I've reproduced this on Nightly & Beta with Fresh profiles for approx the last 5 minutes.

It correctly detects if I enter the wrong password.

Response from the server is:

{"code":401,"errno":110,"error":"Unauthorized","message":"Invalid authentication token in request signature","info":"https://github.com/mozilla/fxa-auth-server/blob/master/docs/api.md#response-format"}
Moved comment 29 out to bug 1092090 as its an issue with signing into the FxA not Loop.
(In reply to Mark Banner (:standard8) from comment #30)
> Moved comment 29 out to bug 1092090 as its an issue with signing into the
> FxA not Loop.

I think you meant Bug 1092080.
Hi Borja,  are you still seeing this after the fix that landed on 10/31 for FxA?  I haven't seen us reproduce this and couldn't reproduce with a new account creation or sign-in/sign-out.

If you can't repro anymore - are we good to close?
Flags: needinfo?(borja.bugzilla)
(In reply to sescalante from comment #32)
> Hi Borja,  are you still seeing this after the fix that landed on 10/31 for
> FxA?  I haven't seen us reproduce this and couldn't reproduce with a new
> account creation or sign-in/sign-out.
> 
> If you can't repro anymore - are we good to close?

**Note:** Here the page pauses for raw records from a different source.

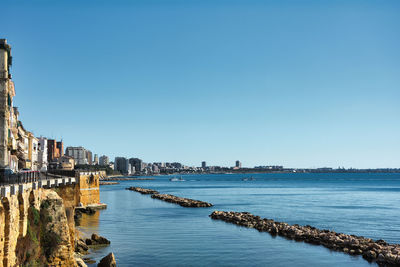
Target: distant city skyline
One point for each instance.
(303, 84)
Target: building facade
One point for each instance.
(121, 164)
(79, 154)
(42, 154)
(104, 160)
(137, 164)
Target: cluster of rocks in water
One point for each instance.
(82, 245)
(143, 191)
(184, 202)
(383, 253)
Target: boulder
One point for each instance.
(80, 262)
(108, 261)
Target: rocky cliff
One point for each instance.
(36, 230)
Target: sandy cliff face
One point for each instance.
(35, 230)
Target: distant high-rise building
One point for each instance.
(238, 164)
(42, 156)
(89, 156)
(80, 154)
(137, 163)
(54, 150)
(104, 160)
(121, 164)
(60, 147)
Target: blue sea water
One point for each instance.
(149, 232)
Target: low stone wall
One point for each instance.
(383, 253)
(184, 202)
(143, 191)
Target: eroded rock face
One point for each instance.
(97, 240)
(108, 261)
(143, 191)
(54, 233)
(383, 253)
(184, 202)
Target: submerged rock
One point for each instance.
(383, 253)
(143, 191)
(108, 261)
(184, 202)
(97, 240)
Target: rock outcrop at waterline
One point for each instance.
(143, 191)
(383, 253)
(184, 202)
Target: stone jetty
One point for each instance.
(143, 191)
(184, 202)
(382, 253)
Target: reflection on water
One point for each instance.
(149, 232)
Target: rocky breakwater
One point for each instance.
(184, 202)
(382, 253)
(143, 191)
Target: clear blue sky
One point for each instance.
(294, 83)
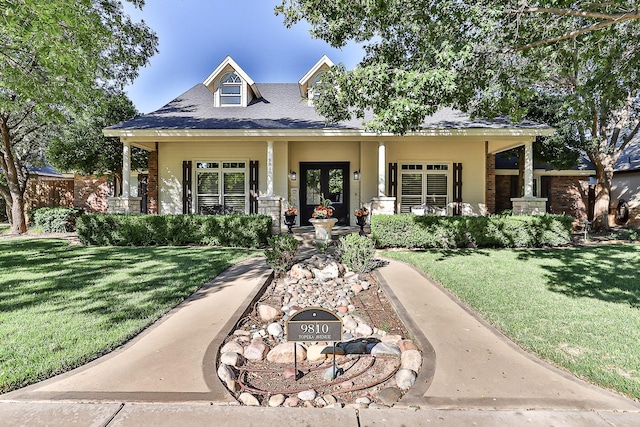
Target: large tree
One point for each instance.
(485, 57)
(81, 146)
(54, 56)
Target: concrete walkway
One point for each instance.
(472, 375)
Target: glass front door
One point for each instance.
(328, 180)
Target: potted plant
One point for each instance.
(361, 218)
(322, 221)
(290, 218)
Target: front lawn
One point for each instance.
(61, 305)
(578, 308)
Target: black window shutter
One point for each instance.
(253, 186)
(186, 186)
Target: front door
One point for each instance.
(328, 180)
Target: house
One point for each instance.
(230, 143)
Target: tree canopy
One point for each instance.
(487, 58)
(54, 56)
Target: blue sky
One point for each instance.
(196, 35)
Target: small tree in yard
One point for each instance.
(487, 57)
(55, 57)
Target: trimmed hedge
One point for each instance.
(430, 231)
(247, 231)
(56, 220)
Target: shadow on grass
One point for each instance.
(607, 272)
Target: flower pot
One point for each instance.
(323, 228)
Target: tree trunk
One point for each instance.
(604, 174)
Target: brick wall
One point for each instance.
(152, 183)
(91, 192)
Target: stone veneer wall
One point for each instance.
(152, 183)
(490, 194)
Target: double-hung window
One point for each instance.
(424, 183)
(221, 187)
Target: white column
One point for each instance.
(382, 163)
(528, 169)
(126, 169)
(269, 168)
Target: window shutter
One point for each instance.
(186, 186)
(253, 187)
(457, 188)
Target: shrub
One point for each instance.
(281, 252)
(356, 252)
(430, 231)
(56, 220)
(250, 231)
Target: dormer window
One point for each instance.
(231, 89)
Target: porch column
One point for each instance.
(126, 169)
(269, 168)
(382, 164)
(528, 169)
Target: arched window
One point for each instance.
(231, 89)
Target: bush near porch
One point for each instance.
(247, 231)
(430, 231)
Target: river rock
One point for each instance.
(268, 313)
(405, 378)
(385, 349)
(411, 359)
(248, 399)
(255, 350)
(283, 353)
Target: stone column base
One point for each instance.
(124, 205)
(383, 205)
(529, 206)
(272, 206)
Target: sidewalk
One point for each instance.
(166, 376)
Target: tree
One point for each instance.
(55, 56)
(486, 57)
(81, 145)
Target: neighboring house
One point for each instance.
(626, 182)
(570, 192)
(230, 143)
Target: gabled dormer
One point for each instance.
(231, 86)
(309, 82)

I am not reproducing it lately but I would like QA team can confirm it.
Massimo, Javier, please can you check it? it seems to be the same issue reported in bug 1083817. 
(https://bugzilla.mozilla.org/show_bug.cgi?id=1083817#c10)
Thanks a lot!
Flags: needinfo?(mbarone976)
Flags: needinfo?(javier.deprado)
(In reply to sescalante from comment #32)
> Hi Borja,  are you still seeing this after the fix that landed on 10/31 for
> FxA?  I haven't seen us reproduce this and couldn't reproduce with a new
> account creation or sign-in/sign-out.
> 
> If you can't repro anymore - are we good to close?

sescalante (or someone else) can you tell me what "fix landed on 10/31"? We are seeing this in a specific situation on a 2.0 build, and we'd like to know what you think fixed it. Thanks!
Flags: needinfo?(sescalante)
we thought it was a server side fix that resolved the 401 error.  Bug 1092080 - Can't sign into Firefox Accounts - Invalid Token
Flags: needinfo?(sescalante)
Bug 1092080 was a service disruption related to a bad deploy. I suspect it was unrelated to this ongoing and unresolved issue.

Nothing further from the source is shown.